Tony Trabert - Retirement

Retirement

In 1971, he began a 33-year career as a tennis and golf analyst for CBS covering such events as the US Open. During many of these years he teamed with Pat Summerall and was the lead expert commentator at the US Open. The popularity of their broadcasts helped propel the US Open into an annual financial success for CBS and the U.S. Tennis Association. He was also the US Davis team Captain from 1976 to 1980. Tony's captaincy is remembered by his frustration in dealing with the egos of younger players like John McEnroe, and for his racket-wielding expulsion of an apartheid protest demonstrator during a Davis Cup match against South Africa at the Newport Beach Tennis Club in California in April 1977. He is also a tennis author and a motivation speaker.
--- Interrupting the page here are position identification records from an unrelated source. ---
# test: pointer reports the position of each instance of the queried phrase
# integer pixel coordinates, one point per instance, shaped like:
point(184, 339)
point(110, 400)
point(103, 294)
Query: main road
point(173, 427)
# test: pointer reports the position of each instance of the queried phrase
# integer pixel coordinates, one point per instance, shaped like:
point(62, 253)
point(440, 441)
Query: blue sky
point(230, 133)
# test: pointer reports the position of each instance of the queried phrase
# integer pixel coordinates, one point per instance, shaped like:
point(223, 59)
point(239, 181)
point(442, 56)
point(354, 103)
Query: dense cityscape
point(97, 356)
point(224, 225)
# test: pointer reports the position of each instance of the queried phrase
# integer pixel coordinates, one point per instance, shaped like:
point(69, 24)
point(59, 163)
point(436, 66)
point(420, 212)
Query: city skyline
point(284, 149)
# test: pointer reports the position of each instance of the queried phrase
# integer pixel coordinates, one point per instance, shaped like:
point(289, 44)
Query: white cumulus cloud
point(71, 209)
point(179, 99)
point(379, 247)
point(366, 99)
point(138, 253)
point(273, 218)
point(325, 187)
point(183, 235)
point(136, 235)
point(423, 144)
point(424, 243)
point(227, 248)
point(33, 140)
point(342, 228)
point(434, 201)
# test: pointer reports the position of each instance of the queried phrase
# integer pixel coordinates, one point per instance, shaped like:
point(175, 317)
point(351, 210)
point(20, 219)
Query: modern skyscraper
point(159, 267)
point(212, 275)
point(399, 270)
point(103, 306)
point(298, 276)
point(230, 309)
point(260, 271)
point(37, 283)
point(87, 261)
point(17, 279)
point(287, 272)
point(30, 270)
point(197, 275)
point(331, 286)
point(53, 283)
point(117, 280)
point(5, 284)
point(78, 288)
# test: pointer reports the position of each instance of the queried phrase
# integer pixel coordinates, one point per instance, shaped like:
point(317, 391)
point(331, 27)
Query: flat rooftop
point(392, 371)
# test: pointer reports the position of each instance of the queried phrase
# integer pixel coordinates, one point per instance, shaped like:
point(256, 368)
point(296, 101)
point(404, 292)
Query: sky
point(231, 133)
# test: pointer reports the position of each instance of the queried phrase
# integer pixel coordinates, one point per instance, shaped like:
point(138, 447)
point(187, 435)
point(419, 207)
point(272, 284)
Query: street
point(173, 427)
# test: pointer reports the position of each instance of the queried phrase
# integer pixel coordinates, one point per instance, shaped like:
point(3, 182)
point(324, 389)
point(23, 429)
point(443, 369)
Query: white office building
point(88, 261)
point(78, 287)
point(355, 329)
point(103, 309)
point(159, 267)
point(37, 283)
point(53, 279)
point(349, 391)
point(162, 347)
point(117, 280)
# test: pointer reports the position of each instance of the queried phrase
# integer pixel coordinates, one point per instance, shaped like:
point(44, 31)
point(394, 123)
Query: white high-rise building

Forty years after his matches with Gonzales, Trabert told interviewer Joe McCauley "that Gonzales' serve was the telling factor on their tour — it was so good that it earned him many cheap points. Trabert felt that, while he had the better ground-strokes, he could not match Pancho's big, fluent service."

In 2004, Trabert announced his retirement from broadcasting while commentating at the Wimbledon Championships in London.

Trabert was inducted into the International Tennis Hall of Fame in Newport, Rhode Island in 1970.